Obviously if the op wanted a rental he wouldn’t be selling in the first place.
But it makes no sense to owe 250k in taxes more by kicking the tax can down the road and losing the exclusion while risking even higher tax rates and tenant issues …
One hint is to dig out all your closing statements, including if you ever refinanced. Add up all those costs- most were rolled into the loan so you probably don't remember writing a separate check for them, but they can be pretty substantial and can add to your basis, which would reduce your gain.
There is also a really complicated body of law distinguishing between capital improvements and repairs.
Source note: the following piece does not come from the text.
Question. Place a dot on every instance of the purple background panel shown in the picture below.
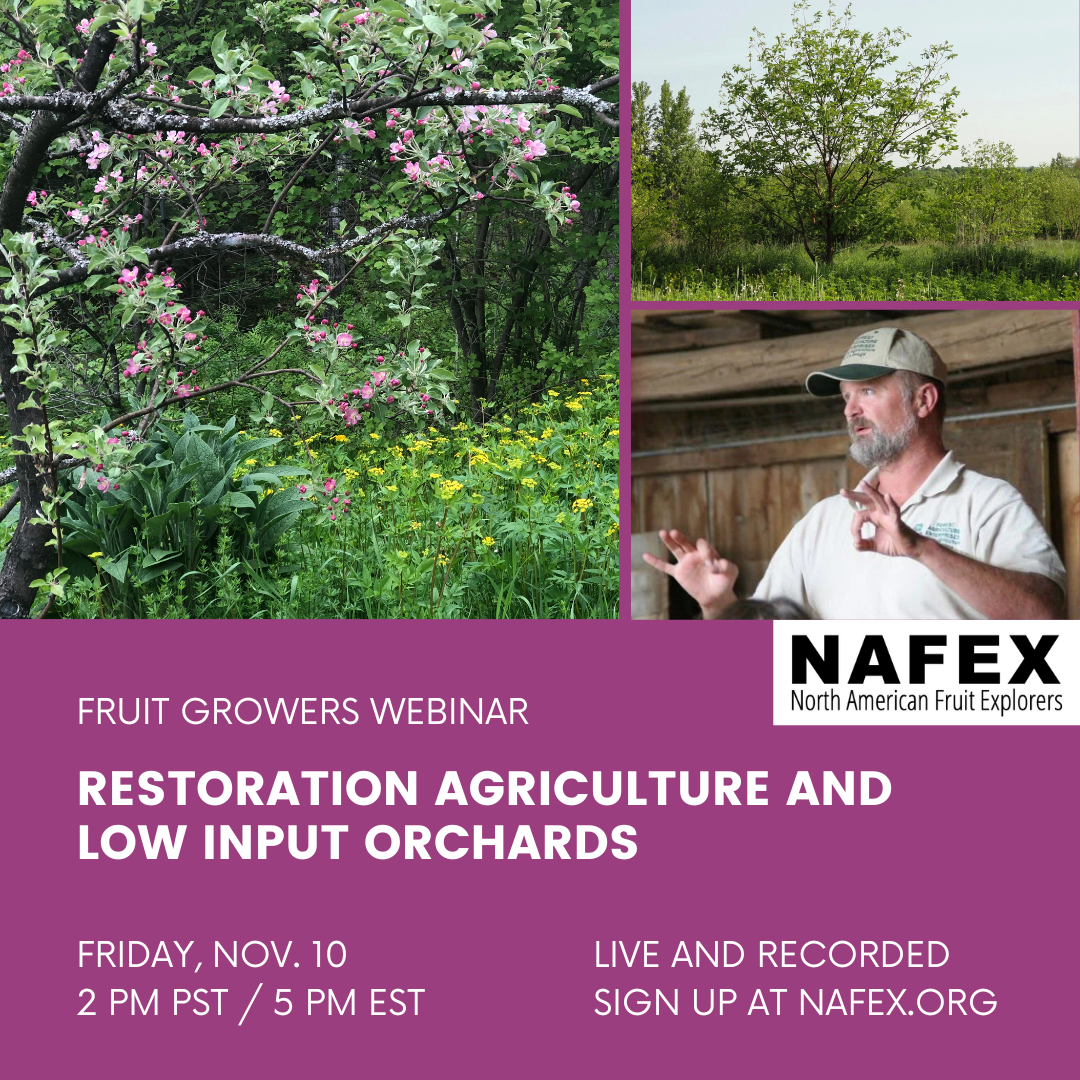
(975, 847)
Go through your past history and think about everything you spent on the house and run it through the blender as to what is added to basis and what isn't, you might be able to knock the gain down substantially.
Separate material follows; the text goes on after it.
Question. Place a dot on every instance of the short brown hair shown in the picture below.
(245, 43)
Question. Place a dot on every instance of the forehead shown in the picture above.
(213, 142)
As long as you lived in the house as your primary residence, 2 years of the previous 5 years, you may qualify for the exemption.
However, things have been known to change, so check with your tax pro before you start making guesses.
Hasn’t been that way since 2009 ….a rental or second home changed over to a primary later on gets prorated as far as any exclusion when sold …so if you own it 10 years and it is your primary the last two years ,you get only 20% of the exclusion , so the 250k is 50k if single or the 500k is 100k if married.
Anything over the prorated exclusion is taxable.
Only the years prior to 2009 won’t get prorated ..anything after gets prorated
Last edited by mathjak107; 05-05-2021 at 03:12 PM..
Thanks for all of the info. Not to get too in the weeds, but if I replaced the roof, can I only add the amount that I paid above the the amount covered by insurance to the basis amount (ie. I upgraded the roof and paid the difference) or can I add the total price even though it was partially paid by insurance? I'm just trying to think of everything I've spent in "improvements".
Thanks for all of the info. Not to get too in the weeds, but if I replaced the roof, can I only add the amount that I paid above the the amount covered by insurance to the basis amount (ie. I upgraded the roof and paid the difference) or can I add the total price even though it was partially paid by insurance? I'm just trying to think of everything I've spent in "improvements".
You can add the full amount that the new roof cost.
It indicates that home insurance proceeds (i.e. "casualty loss proceeds") reduce basis, and the repairs increase basis. So on net, the basis would only go up by the amount paid in excess of the insurance proceeds.